<h1><spanstyle="color:red">Note: ONNX Runtime Server is still in beta state. It's currently not ready for production environments.</span></h1>
# How to Use ONNX Runtime Server REST API for Prediction
ONNX Runtime Server provides a REST API for prediction. The goal of the project is to make it easy to "host" any ONNX model as a RESTful service. The CLI command to start the service is shown below:
**Note**: Since we currently only support one model, the model name and version can be any string length > 0. In the future, model_names and versions will be verified.

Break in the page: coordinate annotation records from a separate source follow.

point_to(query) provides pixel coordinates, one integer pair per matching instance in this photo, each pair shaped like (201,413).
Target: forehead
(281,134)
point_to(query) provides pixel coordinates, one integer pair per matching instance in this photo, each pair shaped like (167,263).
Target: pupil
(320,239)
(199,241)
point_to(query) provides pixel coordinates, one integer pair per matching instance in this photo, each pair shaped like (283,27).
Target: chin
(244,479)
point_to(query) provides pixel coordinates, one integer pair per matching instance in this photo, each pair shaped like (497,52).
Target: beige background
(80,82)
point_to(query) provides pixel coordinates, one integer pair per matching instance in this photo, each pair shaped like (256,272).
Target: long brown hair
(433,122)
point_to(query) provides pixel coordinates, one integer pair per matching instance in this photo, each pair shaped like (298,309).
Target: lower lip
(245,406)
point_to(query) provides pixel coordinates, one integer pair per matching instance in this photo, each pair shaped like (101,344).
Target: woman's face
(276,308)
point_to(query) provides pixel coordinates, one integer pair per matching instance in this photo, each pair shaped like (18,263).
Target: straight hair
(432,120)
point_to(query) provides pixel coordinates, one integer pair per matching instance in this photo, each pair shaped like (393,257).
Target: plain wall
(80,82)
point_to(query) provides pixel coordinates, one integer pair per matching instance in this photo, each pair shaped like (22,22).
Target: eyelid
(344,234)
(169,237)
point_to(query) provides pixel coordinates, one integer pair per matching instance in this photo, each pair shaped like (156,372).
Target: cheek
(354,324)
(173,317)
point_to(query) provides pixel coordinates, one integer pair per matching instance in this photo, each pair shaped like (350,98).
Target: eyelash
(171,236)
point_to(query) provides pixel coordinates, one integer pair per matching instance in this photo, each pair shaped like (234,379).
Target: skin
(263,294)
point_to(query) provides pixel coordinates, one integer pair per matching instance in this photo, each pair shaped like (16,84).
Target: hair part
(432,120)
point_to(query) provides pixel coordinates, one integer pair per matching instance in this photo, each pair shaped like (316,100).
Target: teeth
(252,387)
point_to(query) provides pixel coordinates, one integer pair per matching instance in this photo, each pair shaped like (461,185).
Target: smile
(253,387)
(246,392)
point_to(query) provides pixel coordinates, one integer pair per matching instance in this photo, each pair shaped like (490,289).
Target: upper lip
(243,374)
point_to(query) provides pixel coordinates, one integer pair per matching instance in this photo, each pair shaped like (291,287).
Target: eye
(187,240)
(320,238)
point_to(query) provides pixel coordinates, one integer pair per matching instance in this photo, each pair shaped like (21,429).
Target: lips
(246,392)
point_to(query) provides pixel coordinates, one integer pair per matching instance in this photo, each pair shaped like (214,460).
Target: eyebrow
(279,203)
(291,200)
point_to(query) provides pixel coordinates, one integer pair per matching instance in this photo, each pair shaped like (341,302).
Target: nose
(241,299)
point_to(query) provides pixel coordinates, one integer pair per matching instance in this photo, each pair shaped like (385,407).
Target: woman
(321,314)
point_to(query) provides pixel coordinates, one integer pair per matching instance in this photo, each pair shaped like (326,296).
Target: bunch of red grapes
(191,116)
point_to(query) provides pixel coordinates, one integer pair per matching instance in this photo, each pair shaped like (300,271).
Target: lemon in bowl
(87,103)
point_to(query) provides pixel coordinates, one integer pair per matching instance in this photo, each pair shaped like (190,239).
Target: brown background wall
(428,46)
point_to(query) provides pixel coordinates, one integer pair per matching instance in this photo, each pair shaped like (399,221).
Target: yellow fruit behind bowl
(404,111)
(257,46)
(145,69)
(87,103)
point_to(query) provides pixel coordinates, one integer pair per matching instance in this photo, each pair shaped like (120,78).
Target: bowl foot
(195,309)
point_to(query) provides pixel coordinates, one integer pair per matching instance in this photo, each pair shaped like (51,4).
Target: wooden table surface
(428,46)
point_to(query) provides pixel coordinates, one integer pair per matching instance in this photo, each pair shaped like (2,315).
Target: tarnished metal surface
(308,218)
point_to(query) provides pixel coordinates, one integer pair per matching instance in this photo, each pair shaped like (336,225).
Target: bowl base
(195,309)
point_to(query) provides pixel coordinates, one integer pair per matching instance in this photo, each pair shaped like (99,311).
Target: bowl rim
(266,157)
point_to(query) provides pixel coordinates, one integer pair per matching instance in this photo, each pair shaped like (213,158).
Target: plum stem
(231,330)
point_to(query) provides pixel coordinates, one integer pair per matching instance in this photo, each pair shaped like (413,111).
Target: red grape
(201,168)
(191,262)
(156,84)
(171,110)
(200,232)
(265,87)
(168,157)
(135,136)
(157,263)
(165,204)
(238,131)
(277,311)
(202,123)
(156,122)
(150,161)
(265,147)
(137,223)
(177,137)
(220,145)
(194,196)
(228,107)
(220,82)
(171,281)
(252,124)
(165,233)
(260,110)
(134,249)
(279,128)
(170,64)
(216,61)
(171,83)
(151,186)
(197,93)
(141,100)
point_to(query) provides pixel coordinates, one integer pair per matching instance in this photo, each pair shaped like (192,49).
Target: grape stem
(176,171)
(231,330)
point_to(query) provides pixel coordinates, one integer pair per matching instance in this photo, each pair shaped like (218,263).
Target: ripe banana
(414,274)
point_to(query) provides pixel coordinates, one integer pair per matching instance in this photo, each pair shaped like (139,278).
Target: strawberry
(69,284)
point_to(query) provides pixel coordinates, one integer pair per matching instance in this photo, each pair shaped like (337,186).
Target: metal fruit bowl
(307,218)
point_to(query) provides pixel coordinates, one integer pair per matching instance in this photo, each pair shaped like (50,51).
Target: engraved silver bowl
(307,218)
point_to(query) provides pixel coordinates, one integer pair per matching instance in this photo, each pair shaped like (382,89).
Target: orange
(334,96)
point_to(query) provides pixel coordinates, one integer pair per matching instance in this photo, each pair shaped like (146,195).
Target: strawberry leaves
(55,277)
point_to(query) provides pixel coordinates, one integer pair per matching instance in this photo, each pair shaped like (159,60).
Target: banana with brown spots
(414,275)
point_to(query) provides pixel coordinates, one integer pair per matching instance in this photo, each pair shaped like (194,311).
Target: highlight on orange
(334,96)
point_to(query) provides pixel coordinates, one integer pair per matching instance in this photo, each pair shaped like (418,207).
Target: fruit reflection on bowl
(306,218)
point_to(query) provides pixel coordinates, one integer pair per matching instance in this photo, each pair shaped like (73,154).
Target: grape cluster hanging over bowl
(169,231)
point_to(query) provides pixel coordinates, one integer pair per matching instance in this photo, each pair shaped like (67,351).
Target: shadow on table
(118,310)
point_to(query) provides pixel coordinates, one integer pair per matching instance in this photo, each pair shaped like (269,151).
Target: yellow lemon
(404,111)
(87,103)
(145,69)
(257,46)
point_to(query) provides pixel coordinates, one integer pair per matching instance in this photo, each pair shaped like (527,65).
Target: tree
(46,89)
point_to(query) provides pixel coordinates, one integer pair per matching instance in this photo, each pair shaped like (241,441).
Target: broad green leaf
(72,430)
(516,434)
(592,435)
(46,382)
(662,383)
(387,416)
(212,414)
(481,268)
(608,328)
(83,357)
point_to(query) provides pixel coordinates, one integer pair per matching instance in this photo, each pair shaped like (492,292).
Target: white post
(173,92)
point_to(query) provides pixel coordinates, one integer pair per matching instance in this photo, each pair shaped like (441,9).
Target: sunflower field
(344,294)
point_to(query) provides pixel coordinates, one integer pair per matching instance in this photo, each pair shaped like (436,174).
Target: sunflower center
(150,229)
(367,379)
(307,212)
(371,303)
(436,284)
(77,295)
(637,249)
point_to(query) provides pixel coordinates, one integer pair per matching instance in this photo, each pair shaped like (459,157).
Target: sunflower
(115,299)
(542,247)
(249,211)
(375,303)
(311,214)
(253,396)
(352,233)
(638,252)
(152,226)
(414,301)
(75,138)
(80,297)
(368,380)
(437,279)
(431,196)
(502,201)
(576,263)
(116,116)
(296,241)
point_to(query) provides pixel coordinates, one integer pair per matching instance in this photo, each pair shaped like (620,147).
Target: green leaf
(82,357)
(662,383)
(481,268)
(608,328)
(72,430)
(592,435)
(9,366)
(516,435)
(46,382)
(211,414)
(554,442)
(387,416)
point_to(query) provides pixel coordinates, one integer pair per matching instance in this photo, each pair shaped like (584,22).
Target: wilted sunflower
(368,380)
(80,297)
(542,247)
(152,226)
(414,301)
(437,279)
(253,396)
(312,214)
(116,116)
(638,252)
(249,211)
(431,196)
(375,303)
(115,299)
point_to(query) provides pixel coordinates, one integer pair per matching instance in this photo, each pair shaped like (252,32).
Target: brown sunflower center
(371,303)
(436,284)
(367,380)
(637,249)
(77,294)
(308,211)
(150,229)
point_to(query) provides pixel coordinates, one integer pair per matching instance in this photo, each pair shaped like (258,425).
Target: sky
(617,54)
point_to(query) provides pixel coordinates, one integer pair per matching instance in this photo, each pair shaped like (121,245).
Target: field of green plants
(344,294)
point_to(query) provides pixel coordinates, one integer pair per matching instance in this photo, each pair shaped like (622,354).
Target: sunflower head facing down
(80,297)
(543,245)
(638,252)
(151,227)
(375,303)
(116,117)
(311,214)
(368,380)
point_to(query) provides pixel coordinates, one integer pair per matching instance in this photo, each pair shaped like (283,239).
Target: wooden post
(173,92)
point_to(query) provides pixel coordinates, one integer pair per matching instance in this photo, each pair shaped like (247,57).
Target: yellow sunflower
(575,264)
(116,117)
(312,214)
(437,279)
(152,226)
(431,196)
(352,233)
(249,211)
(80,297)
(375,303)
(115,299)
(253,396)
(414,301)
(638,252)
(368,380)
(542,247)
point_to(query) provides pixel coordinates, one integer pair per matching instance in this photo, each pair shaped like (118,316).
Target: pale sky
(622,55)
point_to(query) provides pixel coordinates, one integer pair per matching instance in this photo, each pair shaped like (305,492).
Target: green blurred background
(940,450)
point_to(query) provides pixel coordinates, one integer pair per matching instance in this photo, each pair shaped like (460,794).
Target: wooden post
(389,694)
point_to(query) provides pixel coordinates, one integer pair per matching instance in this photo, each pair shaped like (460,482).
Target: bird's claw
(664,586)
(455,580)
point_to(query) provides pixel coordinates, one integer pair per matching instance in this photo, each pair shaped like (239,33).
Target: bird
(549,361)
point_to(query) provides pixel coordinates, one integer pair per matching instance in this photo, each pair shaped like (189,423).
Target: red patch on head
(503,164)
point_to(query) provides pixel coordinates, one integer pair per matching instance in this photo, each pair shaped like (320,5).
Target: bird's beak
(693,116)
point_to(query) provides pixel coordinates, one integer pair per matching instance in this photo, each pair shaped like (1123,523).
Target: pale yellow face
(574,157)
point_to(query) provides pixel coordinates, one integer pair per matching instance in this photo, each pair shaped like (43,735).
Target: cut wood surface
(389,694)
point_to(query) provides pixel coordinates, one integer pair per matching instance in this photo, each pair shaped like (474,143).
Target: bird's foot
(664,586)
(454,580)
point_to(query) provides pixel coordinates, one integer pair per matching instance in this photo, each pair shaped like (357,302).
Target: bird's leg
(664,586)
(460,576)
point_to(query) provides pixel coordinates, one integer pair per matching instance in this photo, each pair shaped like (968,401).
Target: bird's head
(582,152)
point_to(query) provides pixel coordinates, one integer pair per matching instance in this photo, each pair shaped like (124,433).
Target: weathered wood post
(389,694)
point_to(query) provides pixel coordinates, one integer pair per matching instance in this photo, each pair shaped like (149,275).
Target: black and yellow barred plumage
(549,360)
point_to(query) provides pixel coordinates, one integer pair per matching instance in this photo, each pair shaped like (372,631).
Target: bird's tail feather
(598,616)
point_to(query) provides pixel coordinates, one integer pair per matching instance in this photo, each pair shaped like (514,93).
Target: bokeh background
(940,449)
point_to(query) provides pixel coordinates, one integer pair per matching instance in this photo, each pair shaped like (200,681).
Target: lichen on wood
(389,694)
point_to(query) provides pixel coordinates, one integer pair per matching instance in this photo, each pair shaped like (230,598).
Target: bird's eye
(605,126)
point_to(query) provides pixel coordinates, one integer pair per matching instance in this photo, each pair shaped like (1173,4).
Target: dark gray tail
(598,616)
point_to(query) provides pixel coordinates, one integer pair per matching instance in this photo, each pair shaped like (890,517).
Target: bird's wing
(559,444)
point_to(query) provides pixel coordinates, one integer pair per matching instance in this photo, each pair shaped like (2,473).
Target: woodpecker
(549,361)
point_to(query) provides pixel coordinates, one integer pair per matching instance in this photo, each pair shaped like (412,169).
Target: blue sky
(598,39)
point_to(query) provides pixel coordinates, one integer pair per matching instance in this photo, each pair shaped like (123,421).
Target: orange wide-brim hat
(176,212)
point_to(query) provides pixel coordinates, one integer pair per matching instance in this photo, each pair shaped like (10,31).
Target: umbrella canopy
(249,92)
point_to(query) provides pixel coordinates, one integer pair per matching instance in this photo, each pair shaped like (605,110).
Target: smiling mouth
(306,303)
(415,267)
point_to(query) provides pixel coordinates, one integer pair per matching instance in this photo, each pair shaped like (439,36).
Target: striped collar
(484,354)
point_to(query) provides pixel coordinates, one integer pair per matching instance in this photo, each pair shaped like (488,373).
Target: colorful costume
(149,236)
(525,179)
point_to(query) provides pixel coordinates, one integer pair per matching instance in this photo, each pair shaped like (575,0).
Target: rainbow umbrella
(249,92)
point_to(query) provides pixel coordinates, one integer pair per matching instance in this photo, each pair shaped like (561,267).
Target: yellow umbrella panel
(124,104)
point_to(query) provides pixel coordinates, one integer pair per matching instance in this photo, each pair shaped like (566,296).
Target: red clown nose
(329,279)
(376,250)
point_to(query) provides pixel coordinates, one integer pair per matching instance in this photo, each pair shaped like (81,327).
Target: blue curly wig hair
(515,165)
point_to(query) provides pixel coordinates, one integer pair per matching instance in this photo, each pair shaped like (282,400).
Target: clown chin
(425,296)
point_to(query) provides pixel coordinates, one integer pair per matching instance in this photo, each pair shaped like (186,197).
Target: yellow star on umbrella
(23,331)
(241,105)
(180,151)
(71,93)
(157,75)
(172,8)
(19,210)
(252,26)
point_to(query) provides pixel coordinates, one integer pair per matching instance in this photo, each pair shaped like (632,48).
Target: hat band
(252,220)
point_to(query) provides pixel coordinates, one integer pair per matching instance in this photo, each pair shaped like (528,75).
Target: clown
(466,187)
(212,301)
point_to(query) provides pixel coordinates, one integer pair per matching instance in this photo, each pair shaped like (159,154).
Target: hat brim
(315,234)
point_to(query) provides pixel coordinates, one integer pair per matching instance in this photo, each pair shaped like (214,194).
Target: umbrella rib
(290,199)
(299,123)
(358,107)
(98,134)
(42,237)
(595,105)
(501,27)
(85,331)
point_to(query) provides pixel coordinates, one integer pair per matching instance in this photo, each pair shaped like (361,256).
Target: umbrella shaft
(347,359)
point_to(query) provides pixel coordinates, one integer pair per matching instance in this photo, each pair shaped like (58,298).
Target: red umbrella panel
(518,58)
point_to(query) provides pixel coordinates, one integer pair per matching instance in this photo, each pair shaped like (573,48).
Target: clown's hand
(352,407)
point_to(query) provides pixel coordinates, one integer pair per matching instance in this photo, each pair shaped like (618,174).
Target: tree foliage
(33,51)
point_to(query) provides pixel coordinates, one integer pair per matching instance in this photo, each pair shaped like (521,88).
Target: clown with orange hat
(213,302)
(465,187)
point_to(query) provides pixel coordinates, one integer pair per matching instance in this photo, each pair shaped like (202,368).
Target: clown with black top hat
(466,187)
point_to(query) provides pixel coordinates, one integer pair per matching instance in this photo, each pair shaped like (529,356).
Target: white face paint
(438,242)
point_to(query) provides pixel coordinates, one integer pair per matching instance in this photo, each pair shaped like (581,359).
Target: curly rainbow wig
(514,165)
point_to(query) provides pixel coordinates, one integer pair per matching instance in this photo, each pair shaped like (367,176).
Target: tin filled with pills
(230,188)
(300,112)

## Request and Response Payload
An HTTP request can be a Protobuf message in two formats: binary or JSON. The HTTP request header field `Content-Type` tells the server how to handle the request and thus it is mandatory for all requests. Requests missing `Content-Type` will be rejected as `400 Bad Request`.
* For `"Content-Type: application/json"`, the payload will be deserialized as JSON string in UTF-8 format
* For `"Content-Type: application/vnd.google.protobuf"`, `"Content-Type: application/x-protobuf"` or `"Content-Type: application/octet-stream"`, the payload will be consumed as protobuf message directly.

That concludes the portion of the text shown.